La diagnosi di glaucoma primario ad angolo aperto è molto semplice quando ci si trovi in presenza di un paziente in stadio conclamato della malattia, mentre diventa molto più difficile nei casi in cui l’unico segno clinico sia costituito da un valore tonometrico border-line o di poco eccedente la norma e quando i reperti oftalmoscopici e perimetrici siano dubbi.

In queste situazioni cliniche può essere utile eseguire il test di provocazione con Ibopamina.

L’esecuzione del test è molto semplice e consiste nella somministrazione di due gocce di ibopamina collirio 2% (attualmente è disponibile in commercio con il nome TRAZYL, Angelini) separate da un intervallo di 5 minuti, verificando le modificazioni della IOP prima e dopo 45 minuti dalla prima instillazione.

L’effetto ipertensivo indotto dall’ibopamina è dose dipendente, ma la massima concentrazione tollerata è il 2% (a concentrazioni superiori induce una epiteliopatia puntata). Per aumentare la dose di farmaco somministrato, in alternativa all’aumento della concentrazione, si può aumentare la frequenza di somministrazione, portandola ad intervalli inferiori alla sua emivita. L’emivita dell’Ibopamina nell’umore acqueo è di circa 90 minuti.
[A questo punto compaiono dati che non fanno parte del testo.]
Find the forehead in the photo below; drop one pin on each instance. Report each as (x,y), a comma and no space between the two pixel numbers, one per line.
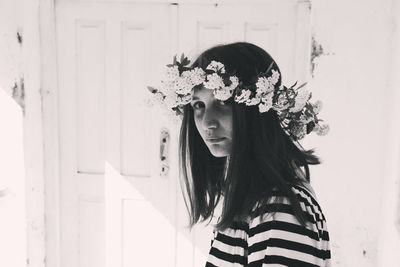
(203,93)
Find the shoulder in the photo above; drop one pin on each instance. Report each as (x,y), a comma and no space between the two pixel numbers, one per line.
(276,236)
(280,208)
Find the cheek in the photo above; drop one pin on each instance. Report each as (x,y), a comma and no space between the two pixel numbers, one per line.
(197,124)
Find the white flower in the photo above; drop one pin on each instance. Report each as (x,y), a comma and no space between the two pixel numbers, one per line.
(167,87)
(301,101)
(299,131)
(171,100)
(321,129)
(215,66)
(183,85)
(264,85)
(265,106)
(171,73)
(234,84)
(214,81)
(282,103)
(274,77)
(196,76)
(222,93)
(243,96)
(253,101)
(317,106)
(306,119)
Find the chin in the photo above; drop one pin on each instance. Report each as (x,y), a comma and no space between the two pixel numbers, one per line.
(219,153)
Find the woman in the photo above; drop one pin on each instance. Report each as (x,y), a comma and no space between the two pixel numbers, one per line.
(239,150)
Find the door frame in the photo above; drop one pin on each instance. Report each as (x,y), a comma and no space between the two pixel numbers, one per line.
(42,148)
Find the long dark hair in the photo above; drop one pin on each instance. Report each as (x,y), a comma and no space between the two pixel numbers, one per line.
(263,158)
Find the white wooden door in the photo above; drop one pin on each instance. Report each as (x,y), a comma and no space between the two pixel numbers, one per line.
(120,203)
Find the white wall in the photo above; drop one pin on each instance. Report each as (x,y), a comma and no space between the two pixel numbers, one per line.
(20,69)
(356,183)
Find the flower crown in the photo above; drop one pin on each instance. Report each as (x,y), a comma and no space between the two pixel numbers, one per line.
(298,116)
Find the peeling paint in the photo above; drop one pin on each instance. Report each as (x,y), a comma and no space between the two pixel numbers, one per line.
(19,37)
(316,51)
(18,93)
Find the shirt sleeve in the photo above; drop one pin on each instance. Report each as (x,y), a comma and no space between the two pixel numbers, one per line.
(276,238)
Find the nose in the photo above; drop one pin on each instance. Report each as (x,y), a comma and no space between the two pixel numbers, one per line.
(210,119)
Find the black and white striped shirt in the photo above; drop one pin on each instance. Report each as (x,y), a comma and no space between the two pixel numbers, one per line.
(275,239)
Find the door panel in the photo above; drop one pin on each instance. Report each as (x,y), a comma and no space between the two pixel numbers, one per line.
(120,200)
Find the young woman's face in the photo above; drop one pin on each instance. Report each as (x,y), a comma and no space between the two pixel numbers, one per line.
(213,121)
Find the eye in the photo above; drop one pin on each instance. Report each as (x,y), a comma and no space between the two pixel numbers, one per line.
(197,105)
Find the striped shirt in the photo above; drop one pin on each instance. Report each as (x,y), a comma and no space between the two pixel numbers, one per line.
(275,239)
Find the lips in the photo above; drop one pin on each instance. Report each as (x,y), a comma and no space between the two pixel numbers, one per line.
(215,140)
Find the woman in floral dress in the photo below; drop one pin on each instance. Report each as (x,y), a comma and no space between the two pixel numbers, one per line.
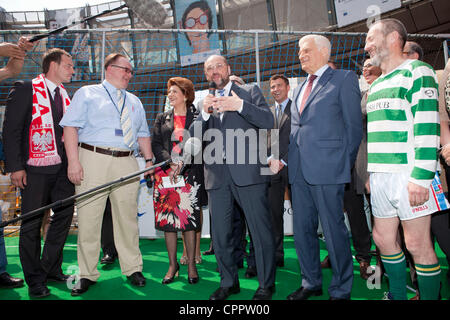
(177,208)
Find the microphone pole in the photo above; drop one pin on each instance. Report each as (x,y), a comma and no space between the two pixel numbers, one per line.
(63,201)
(211,90)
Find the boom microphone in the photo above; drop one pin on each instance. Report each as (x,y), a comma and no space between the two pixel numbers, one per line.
(45,35)
(61,202)
(151,12)
(212,90)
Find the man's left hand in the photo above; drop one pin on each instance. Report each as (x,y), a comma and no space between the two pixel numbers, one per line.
(418,195)
(275,165)
(229,103)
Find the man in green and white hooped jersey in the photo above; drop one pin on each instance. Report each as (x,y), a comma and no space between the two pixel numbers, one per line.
(403,141)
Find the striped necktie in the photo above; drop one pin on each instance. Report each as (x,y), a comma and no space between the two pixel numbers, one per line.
(125,121)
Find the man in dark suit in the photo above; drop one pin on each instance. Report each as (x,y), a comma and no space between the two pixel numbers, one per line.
(36,158)
(278,142)
(326,131)
(16,54)
(233,173)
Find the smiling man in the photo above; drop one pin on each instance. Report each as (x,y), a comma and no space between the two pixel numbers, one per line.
(36,158)
(103,129)
(403,141)
(326,131)
(229,179)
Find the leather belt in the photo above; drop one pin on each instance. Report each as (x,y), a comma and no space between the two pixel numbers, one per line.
(114,153)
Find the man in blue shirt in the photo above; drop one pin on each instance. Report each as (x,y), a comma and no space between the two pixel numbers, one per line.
(103,128)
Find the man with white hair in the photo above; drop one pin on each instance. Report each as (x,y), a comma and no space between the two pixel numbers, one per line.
(403,141)
(326,131)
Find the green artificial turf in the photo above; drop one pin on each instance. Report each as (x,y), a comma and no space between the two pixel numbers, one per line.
(112,285)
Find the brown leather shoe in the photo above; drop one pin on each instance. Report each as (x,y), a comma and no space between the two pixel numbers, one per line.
(365,270)
(326,264)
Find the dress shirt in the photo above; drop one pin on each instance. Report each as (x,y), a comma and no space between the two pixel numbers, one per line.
(282,108)
(318,73)
(283,105)
(95,111)
(51,86)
Un intervallo tra le somministrazioni di 30 minuti permette di evidenziare il potenziamento dell’effetto legato all’attività dose dipendente dell”ibopamina.

Quando eseguito correttamente e nel rispetto dei tempi previsti, il test presenta una specificità del 92% ed una sensibilità del 87% per incrementi pressori >2 mmHg e una specificità del 86% ed una sensibilità del 94% per incrementi >3 mmHg.

Il meccanismo dell’effetto ipertensivo oculare dell’Ibopamina è indipendente dalla midriasi indotta dal farmaco (infatti può essere inibita dal pretrattamento con un alfa-bloccante senza modificare gli effetti sulla pressione oculare) ed è dovuto all’aumento della produzione di umore acqueo conseguente della stimolazione dei recettori dopaminergici D1. A seguito di questo stimolo iperproduttivo, gli occhi che presentano un’alterazione funzionale del sistema di deflusso dell’umore acqueo rispondono con un transitorio aumento della IOP. Tale aumento si verifica anche se l’occhio si trova in una fase di compenso idrodinamico, cioè con valori di pressione oculare nei limiti della norma.

Quindi, eseguendo un test dell’Ibopamina si ottengono preziose informazioni clinico-diagnostiche sullo stato funzionale delle vie di deflusso di umore acqueo.

Per le caratteristiche farmacocinetiche (ottima diffusibilità tissutale) e farmadinamiche (effetto dose dipendente sulla stimolazione della produzione di umore acqueo) dell’Ibopamina, tali informazioni sono molto accurate e ripetibili e, quindi, clinicamente più utili di quelle ottenibili con altre manovre di provocazione (es. test del carico idrico, test del buio ecc.). L’alterazione del deflusso è alla base della maggior parte delle forme di glaucoma e questo giustifica l’elevata specificità del test all’Ibopamina.